Neural adaptation is a phenomenon whereby the repeated presentation of a stimulus results in a diminished response in the same neural population (Brown & Xiang,
1998; Desimone,
1996). This effect has been described with functional magnetic resonance imaging (Grill-Spector, Kushnir, Edelman, Itzchak, & Malach,
1998; Henson,
2003), electroencephalography (EEG; Heisz, Watter, & Shedden,
2006; Kovacs et al.,
2006; Retter & Rossion,
2016), and magnetoencephalography (MEG; Harris & Nakayama,
2007,
2008; Simpson et al.,
2015).
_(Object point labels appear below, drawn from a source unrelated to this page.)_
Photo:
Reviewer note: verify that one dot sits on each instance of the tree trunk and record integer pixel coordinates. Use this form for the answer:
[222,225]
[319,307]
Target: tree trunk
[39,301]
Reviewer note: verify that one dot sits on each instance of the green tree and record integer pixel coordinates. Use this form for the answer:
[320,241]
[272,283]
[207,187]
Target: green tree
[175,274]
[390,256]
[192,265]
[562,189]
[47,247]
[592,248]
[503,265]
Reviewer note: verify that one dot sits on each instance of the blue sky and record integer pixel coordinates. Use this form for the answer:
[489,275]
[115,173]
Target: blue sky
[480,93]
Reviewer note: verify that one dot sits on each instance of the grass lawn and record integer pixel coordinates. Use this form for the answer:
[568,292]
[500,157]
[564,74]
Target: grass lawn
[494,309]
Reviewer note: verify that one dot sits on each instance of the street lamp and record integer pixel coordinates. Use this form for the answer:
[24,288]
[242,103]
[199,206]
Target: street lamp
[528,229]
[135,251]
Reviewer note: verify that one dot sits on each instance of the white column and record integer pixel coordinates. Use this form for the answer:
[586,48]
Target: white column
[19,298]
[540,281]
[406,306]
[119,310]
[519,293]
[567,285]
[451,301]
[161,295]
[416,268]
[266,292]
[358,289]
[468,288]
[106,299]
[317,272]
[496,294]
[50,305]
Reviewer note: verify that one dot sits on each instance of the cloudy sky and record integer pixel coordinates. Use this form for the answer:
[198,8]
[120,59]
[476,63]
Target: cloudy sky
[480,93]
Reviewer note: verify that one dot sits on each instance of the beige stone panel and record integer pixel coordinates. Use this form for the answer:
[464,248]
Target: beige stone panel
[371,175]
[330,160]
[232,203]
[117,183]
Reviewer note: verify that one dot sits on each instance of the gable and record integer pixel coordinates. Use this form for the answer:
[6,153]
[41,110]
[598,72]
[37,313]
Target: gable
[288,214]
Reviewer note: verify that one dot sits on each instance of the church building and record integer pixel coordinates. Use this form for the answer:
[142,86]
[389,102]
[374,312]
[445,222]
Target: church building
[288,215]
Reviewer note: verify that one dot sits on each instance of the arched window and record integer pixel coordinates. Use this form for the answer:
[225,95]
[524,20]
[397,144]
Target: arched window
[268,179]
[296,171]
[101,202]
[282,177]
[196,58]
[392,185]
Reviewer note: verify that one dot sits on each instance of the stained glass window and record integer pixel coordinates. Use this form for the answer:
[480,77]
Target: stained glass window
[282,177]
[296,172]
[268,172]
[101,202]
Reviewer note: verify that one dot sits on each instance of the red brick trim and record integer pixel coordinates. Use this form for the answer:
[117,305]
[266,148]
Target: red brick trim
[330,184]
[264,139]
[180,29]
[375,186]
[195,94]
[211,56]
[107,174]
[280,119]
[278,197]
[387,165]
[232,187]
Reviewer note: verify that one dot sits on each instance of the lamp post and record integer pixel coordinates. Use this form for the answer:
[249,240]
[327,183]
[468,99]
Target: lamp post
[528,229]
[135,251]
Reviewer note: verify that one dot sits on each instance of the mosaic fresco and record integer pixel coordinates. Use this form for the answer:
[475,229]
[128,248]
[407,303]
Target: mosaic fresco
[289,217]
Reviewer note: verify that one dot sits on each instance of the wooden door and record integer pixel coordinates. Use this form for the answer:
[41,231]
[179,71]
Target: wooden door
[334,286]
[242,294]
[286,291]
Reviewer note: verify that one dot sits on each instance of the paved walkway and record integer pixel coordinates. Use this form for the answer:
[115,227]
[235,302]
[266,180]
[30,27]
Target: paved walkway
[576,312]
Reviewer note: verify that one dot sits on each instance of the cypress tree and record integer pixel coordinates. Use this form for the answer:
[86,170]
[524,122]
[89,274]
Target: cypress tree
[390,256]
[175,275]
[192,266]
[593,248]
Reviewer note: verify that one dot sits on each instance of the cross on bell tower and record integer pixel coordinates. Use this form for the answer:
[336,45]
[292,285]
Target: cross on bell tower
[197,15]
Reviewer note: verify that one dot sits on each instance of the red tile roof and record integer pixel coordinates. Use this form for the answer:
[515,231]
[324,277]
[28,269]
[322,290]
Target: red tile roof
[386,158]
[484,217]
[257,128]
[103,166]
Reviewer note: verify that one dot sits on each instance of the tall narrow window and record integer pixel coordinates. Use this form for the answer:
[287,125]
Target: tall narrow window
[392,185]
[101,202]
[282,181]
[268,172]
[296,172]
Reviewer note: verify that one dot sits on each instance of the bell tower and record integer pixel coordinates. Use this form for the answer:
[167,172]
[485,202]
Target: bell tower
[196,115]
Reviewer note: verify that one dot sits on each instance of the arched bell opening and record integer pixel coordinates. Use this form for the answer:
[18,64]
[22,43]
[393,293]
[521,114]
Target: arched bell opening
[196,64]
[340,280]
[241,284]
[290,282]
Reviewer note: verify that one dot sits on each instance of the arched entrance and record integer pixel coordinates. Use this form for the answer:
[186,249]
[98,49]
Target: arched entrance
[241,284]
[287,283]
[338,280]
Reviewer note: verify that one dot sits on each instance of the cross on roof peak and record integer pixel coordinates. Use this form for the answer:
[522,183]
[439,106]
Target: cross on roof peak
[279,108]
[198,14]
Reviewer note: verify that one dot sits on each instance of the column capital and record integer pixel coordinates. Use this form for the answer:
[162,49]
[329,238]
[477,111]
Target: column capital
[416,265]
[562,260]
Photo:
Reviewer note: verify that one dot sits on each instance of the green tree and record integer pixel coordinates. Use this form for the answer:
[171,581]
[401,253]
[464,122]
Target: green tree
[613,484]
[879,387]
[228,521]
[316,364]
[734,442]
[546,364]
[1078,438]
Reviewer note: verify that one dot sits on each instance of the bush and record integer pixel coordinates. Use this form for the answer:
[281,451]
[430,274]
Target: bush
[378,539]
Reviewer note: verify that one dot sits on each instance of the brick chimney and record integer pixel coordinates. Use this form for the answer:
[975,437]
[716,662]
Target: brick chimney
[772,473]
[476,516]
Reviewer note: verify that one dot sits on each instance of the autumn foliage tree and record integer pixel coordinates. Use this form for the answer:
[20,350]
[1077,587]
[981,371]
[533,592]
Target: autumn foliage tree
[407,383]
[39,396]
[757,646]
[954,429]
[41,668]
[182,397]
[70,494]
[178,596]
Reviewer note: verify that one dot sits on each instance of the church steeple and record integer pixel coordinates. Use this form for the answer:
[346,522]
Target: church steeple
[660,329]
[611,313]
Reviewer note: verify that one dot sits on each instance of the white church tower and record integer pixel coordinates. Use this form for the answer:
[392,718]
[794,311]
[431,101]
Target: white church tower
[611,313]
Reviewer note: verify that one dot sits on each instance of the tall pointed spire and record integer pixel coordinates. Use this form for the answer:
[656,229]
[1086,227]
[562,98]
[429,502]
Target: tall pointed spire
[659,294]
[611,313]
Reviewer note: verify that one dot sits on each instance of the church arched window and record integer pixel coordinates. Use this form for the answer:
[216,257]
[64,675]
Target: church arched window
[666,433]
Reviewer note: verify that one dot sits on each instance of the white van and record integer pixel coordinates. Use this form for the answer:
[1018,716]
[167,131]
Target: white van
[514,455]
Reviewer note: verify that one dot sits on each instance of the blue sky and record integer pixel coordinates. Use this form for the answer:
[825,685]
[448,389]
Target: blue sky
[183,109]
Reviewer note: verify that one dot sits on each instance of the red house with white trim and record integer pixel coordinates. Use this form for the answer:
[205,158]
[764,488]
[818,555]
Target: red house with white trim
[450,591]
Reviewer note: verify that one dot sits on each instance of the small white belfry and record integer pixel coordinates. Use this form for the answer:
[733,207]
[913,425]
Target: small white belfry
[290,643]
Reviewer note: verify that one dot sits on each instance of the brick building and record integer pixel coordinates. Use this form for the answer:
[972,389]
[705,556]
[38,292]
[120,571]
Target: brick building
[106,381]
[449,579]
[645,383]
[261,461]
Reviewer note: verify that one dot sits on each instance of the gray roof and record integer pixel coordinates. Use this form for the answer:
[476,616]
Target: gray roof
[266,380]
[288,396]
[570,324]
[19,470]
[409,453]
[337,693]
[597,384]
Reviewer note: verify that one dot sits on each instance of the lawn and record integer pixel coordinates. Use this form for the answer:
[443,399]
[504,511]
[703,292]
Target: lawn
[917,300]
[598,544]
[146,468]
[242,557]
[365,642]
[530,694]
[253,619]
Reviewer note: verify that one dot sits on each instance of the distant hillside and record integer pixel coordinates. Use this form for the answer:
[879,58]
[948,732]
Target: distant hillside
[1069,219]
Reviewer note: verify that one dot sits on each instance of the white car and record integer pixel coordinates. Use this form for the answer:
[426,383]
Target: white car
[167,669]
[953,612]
Rapid event-related adaptation MEG paradigms have been used to address the temporal properties of shape processing in the visual system (Huberle & Lutzenberger,
2013; Scholl, Jiang, Martin, & Riesenhuber,
2014). Such an approach has also been used in face-recognition studies because of the adaptation effects that can be robustly measured with both MEG (Kietzmann, Ehinger, Porada, Engel, & Konig,
2016) and EEG (Caharel, d'Arripe, Ramon, Jacques, & Rossion,
2009; Vizioli, Rousselet, & Caldara,
2010). Based on the integration hypothesis, if the information from different depth cues taps into the same neural population, the responsiveness of that population should decrease upon the repetition of the stimulus regardless of the type of depth cue. Therefore, at the level of processing at which M170 occurs, cross-cue adaptation would be evidence for cue-invariant representations, whereas if different depth cues engage distinct neural responses, no cross-cue adaptation would have occurred.